Sometimes the most unexpected things can bring a smile to your face. (Especially when you are on a morning peak hour train that is stalling in between every station.)
Just a little bit more and I will be free. But just let me rant a bit.
There are times I ask myself what I am doing with my life. Mom bemoaned the fact that I will have no savings by the time I am thirty, which is about two years from now.
And I kinda shocked myself with my calm reply to her. "Yes, I will think about this when I am there."
Now, this is a little unlike me, since I like to be prepared.
But one thing I've learned in my short life so far is that you cannot be prepared for anything. Sure, you can have emergency funds for a rainy day but then what?
That money is just that.
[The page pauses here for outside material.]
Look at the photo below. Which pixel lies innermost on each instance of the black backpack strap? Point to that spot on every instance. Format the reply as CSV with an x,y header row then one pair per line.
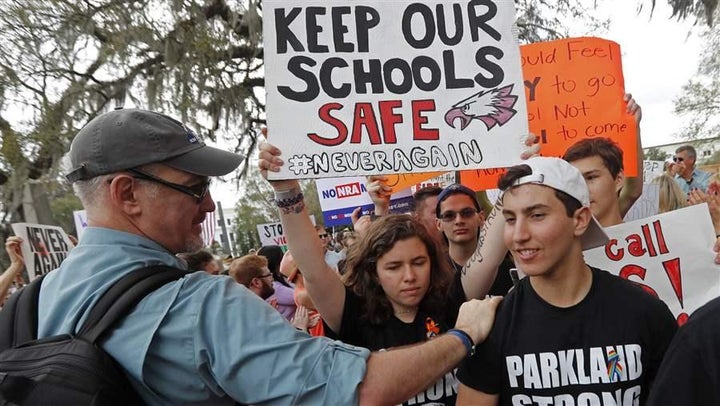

Having a surplus does not improve your quality of life. What you need is an amount that is just right.
I have to admit, it is not a bed of roses to have to keep track of my expenses so tightly. But I somehow do not want to be too comfortable. I am afraid that will stop me from takng risks and doing what I really want.
When that happens, I will turn into yet another aimless Singaporean. Go to school. Get a degree. Work. Use my bonus to go on holidays. Get married. Save like mad to hold a meaningless wedding banquet. Save like mad to make sure I have a shelter over my head and food on the table. Save like mad to bring my children up.
When I was, sixteen, that was the life I thought I would have. It sounded more positive then.
Now I've come to realise how meaningless that kind of life is. It is full of societal expectations and none of what I actually want for myself and for my existence.
So, today, I know what I want. It may not be an easy road, but I would gladly trade a comfortable life for hard work.
I want to earn a comfortable life. I want to experience life. And most importantly, I want to be myself while I work towards my dream.
I am worried for myself, but I will continue to keep myself positive by ignoring all the negativity and search for solutions instead.
And of course, I will continue to appreciate the little everyday moments that keep my spirit strong.